You’ve listened, put together a solid strategic plan, spent time selecting the right services, and then worked hard to implement a social media program. But after months of toiling away, the results aren’t there: no one has become a fan of your Facebook Page, you only have a handful of Twitter followers, and your blog is collecting dust.
Then, what? Does it mean that social media has been a failure and a waste of time? Should you just walk away, and focus your time, effort and people on other projects?
The answer is “maybe” but not before conducting an audit of your social media activities to discover what went wrong and why.
This exercise, which might involved some external help, will provide insight into whether strategic or tactical mistakes were made that contributed to social media not doing what it was expected to do.
The problems could include:
1. Unrealistic strategic goals. Many companies buy into the “if you build, they will come” approach to social media. They think that by embracing social media, it will automatically attract a lot of people. This belief is skewed by the success of a small number of companies such as Starbucks and Ford, which have millions of fans/followers. Too many people forget, however, these success stories are anomalies or outliers.
2. Selecting the wrong social media services. Just because Facebook has more than 450 million users doesn’t mean it works for every company. A key consideration for most companies when they explore getting into social media is having a handle on where their customers and potential customers spend their time online, and what, if any, social media services, they are using. You have to fish where they’re biting, which may mean not using Facebook because your customers aren’t there.
3. A failure to execute tactically. The easy part of social media is listening and creating a strategy; the difficult part is working social media on daily basis. It’s grunt work and a lot of blocking and tackling. It involves investing a lot of hours to build relationships, engage with people and participate in conversations. In other words, it is more than just diligently tweeting or posting to a Facebook Wall. If not enough time or effort is invested, the results won’t happen.

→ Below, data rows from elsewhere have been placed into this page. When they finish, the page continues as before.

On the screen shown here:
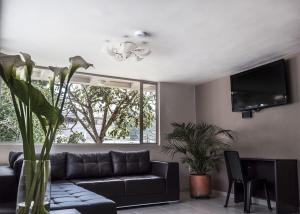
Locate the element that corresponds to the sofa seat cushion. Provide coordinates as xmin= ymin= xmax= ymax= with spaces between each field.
xmin=111 ymin=151 xmax=151 ymax=176
xmin=118 ymin=175 xmax=166 ymax=195
xmin=67 ymin=153 xmax=113 ymax=179
xmin=71 ymin=178 xmax=125 ymax=197
xmin=51 ymin=182 xmax=117 ymax=214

4. The lack of engaging good creative content. Facebook, Twitter, blogs, YouTube, et al are tools that need to be fuelled by content to make them resonate with users. Whether it is contests, photos, videos, compelling stories or polls, content helps make social media sink or swim.
By exploring these areas, companies can get a better idea about why social media didn’t work. This will provide them with insight into what needs to be tweaked or perhaps overhauled to improve their social media efforts.
It may be that a few strategic, tactical or content changes will make a huge difference. Or it could be that these changes don’t work. Then, a company can determine whether it’s time to walk away from social media armed with the knowledge that it wasn’t for a lack of effort.